Flex-sweep also identified sweep windows in TLR5 (Toll-like receptor 5) (Hawn et al. 2003; Abu-Maziad et al. 2010; Grossman et al. 2013), ITGAE (integrin subunit alpha E) (Grossman et al. 2013; Triska et al. 2015; Ravenhall et al. 2018; Harris and DeGiorgio 2020), and APOL1 (apolipoprotein L1) (Mizuno et al. 2010; Ko et al. 2013; Thomson et al. 2014), all previously identified as sweeps associated with infectious diseases or pathogen response by both genomic and functional studies. A selective sweep in APOL1 is of particular interest because two allele variants have been implicated in differential outcomes of kidney donation between African–American donors and European–American donors, and it is a current target of research for improving outcomes of kidney donations and end-stage renal disease in African Americans (Freedman et al. 2016, 2020). We also found evidence of sweeps at genes previously suggested to be sweep targets by genomic evidence alone, including CADM3 (de Magalhães and Matsuda 2012; Grossman et al. 2013; Sugden et al. 2018), CTNS (Grossman et al. 2013), DOCK3 (Higasa et al. 2009; Sugden et al. 2018), P2RX5 (Mizuno et al. 2010; Sugden et al. 2018), and SHPK (Barreiro et al. 2008 ; Kudaravalli et al. 2008; Grossman et al. 2013; Sugden et al. 2018), among others (supplementary table S1, Supplementary Material online).
Since it is designed to be versatile in terms of the types, strengths, and ages of sweeps it can detect, Flex-sweep will be particularly useful for scanning the genomes of nonmodel species for which we have few expectations for the nature of selection. Since it requires only a single species, requiring no outgroups save to polarize ancestral and derived alleles, it is also useful for species that have limited data. At present, Flex-sweep requires good genome assemblies and phased haplotypes, which is currently a limitation for nonmodel species. However, we are in the midst of an accelerating explosion of both available genomic data (through efforts such as the Earth Biogenome Project (Lewin et al. 2018) and the Darwin Tree of Life Project (The Darwin Tree of Life Project Consortium et al. 2022) and of long-read sequencing technologies (Amarasinghe et al. 2020; Amarasinghe et al. 2021)). Together, these are lowering the financial and technical costs of sequencing and genome assembly, making genomic data of nonmodel species more attainable than ever. It will be possible to extend Flex-sweep to use unphased versions of the haplotype-based statistics, such as iHS (Voight et al. 2006) and nSL (Ferrer-Admetlla et al. 2014), as demonstrated and tested in Harris et al. 2018; Mughal and DeGiorgio 2018; and Klassmann and Gautier 2022.
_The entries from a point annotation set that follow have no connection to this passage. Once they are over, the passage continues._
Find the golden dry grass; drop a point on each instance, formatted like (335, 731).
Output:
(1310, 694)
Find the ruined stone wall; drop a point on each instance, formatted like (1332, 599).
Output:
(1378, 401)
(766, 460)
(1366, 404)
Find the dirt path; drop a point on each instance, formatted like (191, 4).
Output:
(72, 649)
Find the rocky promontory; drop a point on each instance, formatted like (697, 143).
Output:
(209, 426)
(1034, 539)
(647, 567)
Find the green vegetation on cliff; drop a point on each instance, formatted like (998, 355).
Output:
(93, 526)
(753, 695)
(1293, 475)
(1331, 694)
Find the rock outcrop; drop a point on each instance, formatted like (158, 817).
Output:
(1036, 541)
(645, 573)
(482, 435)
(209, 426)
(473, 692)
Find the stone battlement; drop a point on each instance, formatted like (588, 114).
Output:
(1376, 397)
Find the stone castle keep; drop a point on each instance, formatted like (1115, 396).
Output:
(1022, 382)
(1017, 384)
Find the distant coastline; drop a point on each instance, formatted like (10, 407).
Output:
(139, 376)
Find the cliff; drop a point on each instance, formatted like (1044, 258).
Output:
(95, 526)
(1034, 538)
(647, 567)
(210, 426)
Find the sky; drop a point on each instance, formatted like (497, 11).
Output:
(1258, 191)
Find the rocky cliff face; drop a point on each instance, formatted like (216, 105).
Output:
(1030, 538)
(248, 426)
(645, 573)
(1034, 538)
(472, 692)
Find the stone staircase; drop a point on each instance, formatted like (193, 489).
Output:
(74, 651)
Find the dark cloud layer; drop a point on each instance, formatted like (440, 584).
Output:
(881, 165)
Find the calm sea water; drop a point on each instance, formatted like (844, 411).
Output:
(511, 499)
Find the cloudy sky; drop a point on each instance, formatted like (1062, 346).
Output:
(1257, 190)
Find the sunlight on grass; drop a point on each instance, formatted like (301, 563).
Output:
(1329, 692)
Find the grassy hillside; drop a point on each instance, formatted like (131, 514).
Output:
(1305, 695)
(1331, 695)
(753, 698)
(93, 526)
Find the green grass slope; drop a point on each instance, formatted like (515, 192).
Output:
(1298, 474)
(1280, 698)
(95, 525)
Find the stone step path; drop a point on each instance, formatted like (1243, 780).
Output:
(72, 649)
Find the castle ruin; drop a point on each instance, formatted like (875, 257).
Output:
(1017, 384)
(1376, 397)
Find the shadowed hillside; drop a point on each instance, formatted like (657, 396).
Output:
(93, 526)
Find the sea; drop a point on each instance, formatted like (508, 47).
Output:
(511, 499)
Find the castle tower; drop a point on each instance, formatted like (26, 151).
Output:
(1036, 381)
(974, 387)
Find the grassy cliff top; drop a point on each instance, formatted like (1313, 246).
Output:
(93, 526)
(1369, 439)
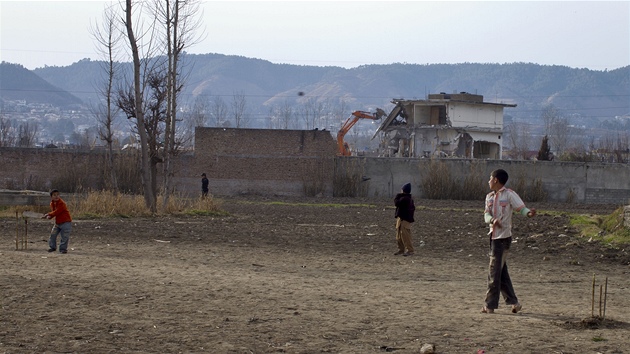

In the future, loci identified using Flex-sweep can be examined with existing or new methods to identify the timing of these sweeps, further illuminating the history of natural selection in humans and model species, but especially of nonmodel species that are more challenging to analyze with existing methods. This information can be combined with data about the timing of climate, diet, and biogeographic shifts, among other events of interest, to identify important selective pressures that impact modern diversity.
Methods
We present Flex-sweep, a CNN–based sweep detection method, and describe its performance and application to the 1000 Genomes Project Yoruba population data (The 1000 Genomes Project Consortium et al. 2015). Flex-sweep uses six existing and five new (described below) summary statistics to quantify signals of selective sweeps (table 1).
Definition of New Statistics
Here, we present five new statistics designed to detect the signatures of diverse sweeps and sweeps with attenuated signals designed to complement the published statistics. This includes incomplete sweeps from standing variation and incomplete sweeps older than can be detected with existing statistics. These statistics detect the signatures of positive selection using alterations in the frequency of variants on derived versus ancestral backgrounds. In this respect, they are inspired by the DIND statistic (derived intra-allelic nucleotide diversity, Barreiro et al. 2009) that compares π (pairwise genetic diversity) within a fixed window size around a focal variant between the ancestral and derived backgrounds. The technique of comparing derived and ancestral backgrounds with a focal variant originates with the EHH statistics (Sabeti et al. 2002), from which other statistics such as iHS (Voight et al. 2006) and nSL (Ferrer-Admetlla et al. 2014) are derived.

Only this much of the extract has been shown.